Rate of daily coronavirus cases following downward trend: Minister

Rate of daily coronavirus cases following downward trend: Minister

ISTANBUL

The pace of the growing daily number of COVID-19 cases is tending to decrease, a Turkish senior officials said as the country’s vaccination drive continues unabated.

“The rate of increase in the number of cases tends to decrease. We are the ones who will make it permanent,” Turkey’s health minister Fahrettin Koca said, calling on people once more to be vaccinated without compromising precaution.

The country also continues its intensive vaccination campaign to curb the spread of coronavirus, as everyone age 16 and above is eligible for vaccine shots.

 

Health professionals’ efforts helped the country to reach daily vaccination numbers of 1 million at times, but their work is not done, especially in the face of vaccine hesitancy and as people in remote areas are unable to travel to hospitals and other venues for vaccination.

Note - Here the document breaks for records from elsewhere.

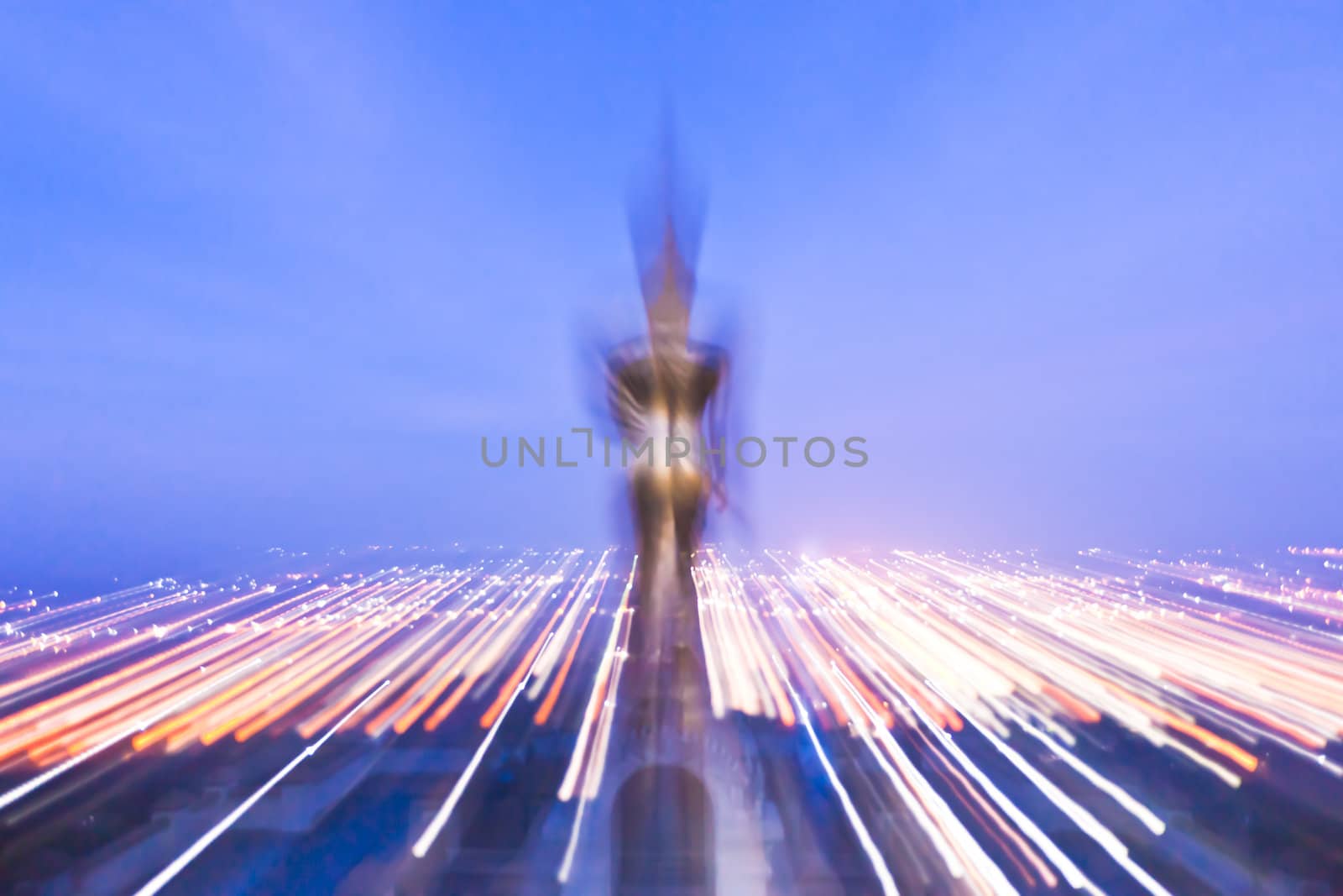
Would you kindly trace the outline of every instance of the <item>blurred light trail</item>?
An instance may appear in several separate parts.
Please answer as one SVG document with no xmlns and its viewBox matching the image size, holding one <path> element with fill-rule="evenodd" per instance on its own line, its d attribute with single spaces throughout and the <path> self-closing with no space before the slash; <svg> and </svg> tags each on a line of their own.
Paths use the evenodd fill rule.
<svg viewBox="0 0 1343 896">
<path fill-rule="evenodd" d="M 1225 889 L 1249 860 L 1203 803 L 1299 818 L 1301 849 L 1343 862 L 1324 833 L 1312 840 L 1343 829 L 1332 551 L 706 548 L 694 582 L 712 712 L 792 744 L 802 791 L 847 821 L 885 892 L 909 889 L 905 873 L 955 893 Z M 71 794 L 97 801 L 165 756 L 236 763 L 312 742 L 154 892 L 340 732 L 356 751 L 451 743 L 470 756 L 404 846 L 424 857 L 535 729 L 564 744 L 551 793 L 572 810 L 547 872 L 563 884 L 591 805 L 619 785 L 607 764 L 638 559 L 379 556 L 7 600 L 0 823 L 63 823 Z"/>
</svg>

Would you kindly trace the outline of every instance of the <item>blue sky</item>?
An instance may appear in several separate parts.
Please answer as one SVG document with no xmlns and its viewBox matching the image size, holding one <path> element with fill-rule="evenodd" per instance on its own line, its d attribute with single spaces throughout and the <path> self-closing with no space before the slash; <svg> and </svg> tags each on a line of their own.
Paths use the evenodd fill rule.
<svg viewBox="0 0 1343 896">
<path fill-rule="evenodd" d="M 737 535 L 1343 535 L 1336 7 L 282 5 L 0 12 L 0 568 L 610 537 L 478 441 L 592 422 L 665 97 L 740 427 L 872 455 Z"/>
</svg>

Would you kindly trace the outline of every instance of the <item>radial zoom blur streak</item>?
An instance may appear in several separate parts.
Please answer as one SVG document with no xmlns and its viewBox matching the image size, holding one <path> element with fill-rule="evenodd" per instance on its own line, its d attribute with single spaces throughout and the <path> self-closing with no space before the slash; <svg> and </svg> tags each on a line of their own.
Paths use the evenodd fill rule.
<svg viewBox="0 0 1343 896">
<path fill-rule="evenodd" d="M 1273 892 L 1343 866 L 1338 556 L 708 548 L 693 575 L 713 713 L 795 746 L 873 891 Z M 169 756 L 291 744 L 136 884 L 156 892 L 328 740 L 466 732 L 470 759 L 404 832 L 414 864 L 510 739 L 552 731 L 571 854 L 610 759 L 637 559 L 372 566 L 7 592 L 0 834 L 74 823 L 70 805 Z M 1275 827 L 1289 850 L 1244 846 Z"/>
</svg>

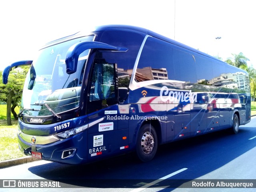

In the eastern province of Bitlis, where vaccination rates are reported to be low compared to the rest of the country, vaccination crews fight smothering weather and challenging terrain to find those who did not have their jabs yet.

They are trying hard to convince those who do not prefer to get vaccinated on the ground that jabs allegedly “causes infertility” and “triggers chronic diseases.”

“There is a misconception among the public, and we are trying to break this,” Bitlis Provincial Health Director Koray Okur said.

“Our teams are calling the citizens one by one, and field teams are trying to convince them by going door to door with mukhtars,” he added.

Local religious leaders, known as mele in the region, also have been trying to persuade people who have grown skeptical towards getting vaccinated.

On the recommendation of a religious leader in the province’s Güroymak district, some young students who received Quran education were vaccinated by mobile teams.

Abdulgani Mutlu, an opinion leader who called everyone to get vaccinated, emphasized the necessity of getting jabbed to get rid of the disease.

“We have seen and experienced that this disease, which has spread all over the world, also exists in our country. We want everyone to be vaccinated,” Mutlu said, stressing that getting vaccinated was also suitable for the religion of Islam.